September 7, 2007
@ 02:07 PM
In the previous post on the subject I wrote that the RDBMS is dead. I didn't mean that it is dead dead, but rather that it isn't well build to meet some of the newer challenges like linear scalability, high availability etc.
Well, it is one thing hearing it from me - and it is another thing hearing it from someone like Michael Stonebraker.
Michael, was the main architect for the Ingres prototype project at UC Berkely just one year after Codd's paper and (9 years before Oracle was released  and more than a decade before the commercial version of Ingress was released).

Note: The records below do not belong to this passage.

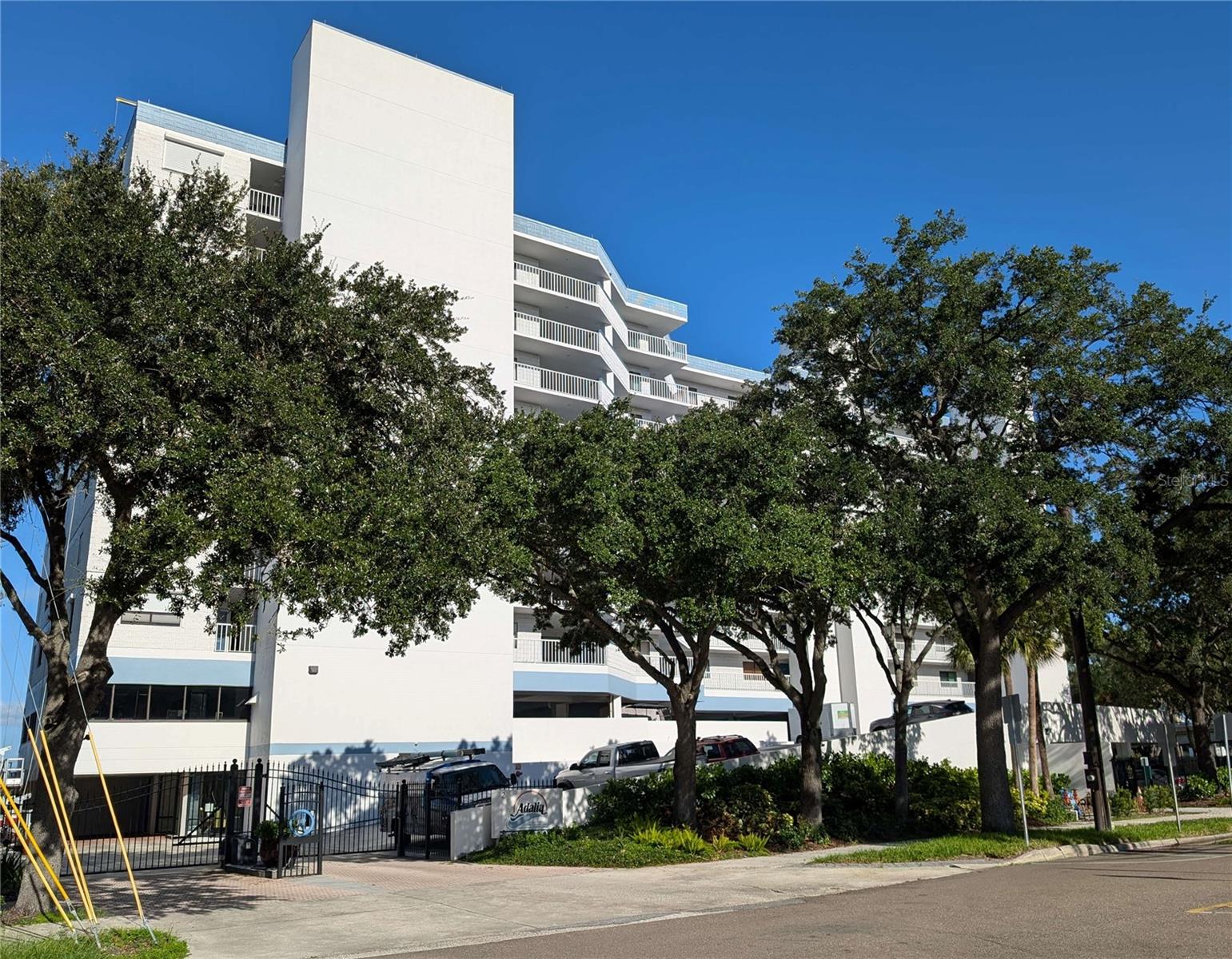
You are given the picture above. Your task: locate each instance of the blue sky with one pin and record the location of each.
(727, 154)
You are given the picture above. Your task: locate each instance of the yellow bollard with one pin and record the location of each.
(56, 811)
(68, 830)
(34, 842)
(34, 865)
(120, 838)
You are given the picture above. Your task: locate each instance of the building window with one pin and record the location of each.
(131, 702)
(166, 702)
(150, 619)
(142, 702)
(181, 157)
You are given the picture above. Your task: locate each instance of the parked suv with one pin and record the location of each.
(612, 762)
(926, 712)
(442, 782)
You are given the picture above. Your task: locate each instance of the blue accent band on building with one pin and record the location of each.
(204, 129)
(590, 245)
(724, 369)
(603, 682)
(181, 672)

Well that was in 1970 - in 2007 Michael recently wrote :
 
In short, the world of 2007 is radically different from the world of the late 1970s. However, none of the major vendors have performed a complete redesign to deal with this changed landscape. As such they should be considered legacy technology, more than a quarter of century in age and "long in the tooth".
Among the new needs Michael cites are intelligence DBMSs (needs a lot of relations), textual and semi-structural data etc. He also said (promoting his own product) that 2007 customers expect high availability, linear scalability.
Michael's main point is that specialization can provide significant performance enhancements vs. the one-size-fits-all approach of RDBMSs. He gives his product (Vertica) as an example for how a column oriented database (vs. the RDBMS row orientation) can outperform RDBMs by a factor of 50. Google's Big table is another example.

Interesting...


 
June 24, 2007
@ 09:20 AM
Few months ago I wrote here about solving the mismatch between Service Oriented Architecture (SOA)  and Business Intelligence (BI) (see papers and articles section). Recently I got the following question from Ben:
One major question I have is around large data sets. As an experienced BI/DW architect and developer I have worked on a number of large scale data warehouses. Retrieving large data sets (i.e. millions of records) doesn't seem to fit well into SOA. As you state in your article, we could have another point-to-point interface, where the service which houses data we need gets a request and writes out a batch file (xml or plain ascii text). Then using typical ETL, we grab the file and load it. The underlying source system (service) can use optimization in generating a large data set (vs. record by record) and
the data warehouse can correspondingly load in bulk.
Like most architectural questions - the answer is "it depends"
For instance, if you do a run-of-the-mill ETL as a on-time setup then it is just that- a one time setup and I, personally, don't see any contradiction between SOA goals or tenets and that.

I do think that iit is better to enhance SOA with EDA interactions to provide a long term solution to the BI problem. You can also have a dedicated component that aggregated the information that flows in in these events and builds batch files that are suited for the ETL you've used during the setup phase (mentioned above).
It is true though that moving an SOA which is already in-place to EDA is not a small feat, but adding EDA layers does not have to mean that the old interfaces go away - especially not immediately (remember to treat services as products)

If you have a business that generated millions of records on a daily basis - then the situation is more complicated. Now you have to think about the trade-offs between "compromising" SOA and adding a dedicated interface (or a backdoor to the database) for the ETL vs. the implications of performance, bandwidth, transition costs, ROI  etc. of pushing that information with EDA.
 I, personally believe in pragmatism and the "no-silver-bullet" approach so I can't say that EDA is always the best solution (As an aside, this is part of the reason I write my book as patterns not as "best-practices guidance"). You may find that ETL is the best trade off in your situation. Yes I know that it isn't a definitive answer - but real life is (usually) a little more complicated than black and white solutions. As architects we need to find the best trade off for the situation at hand.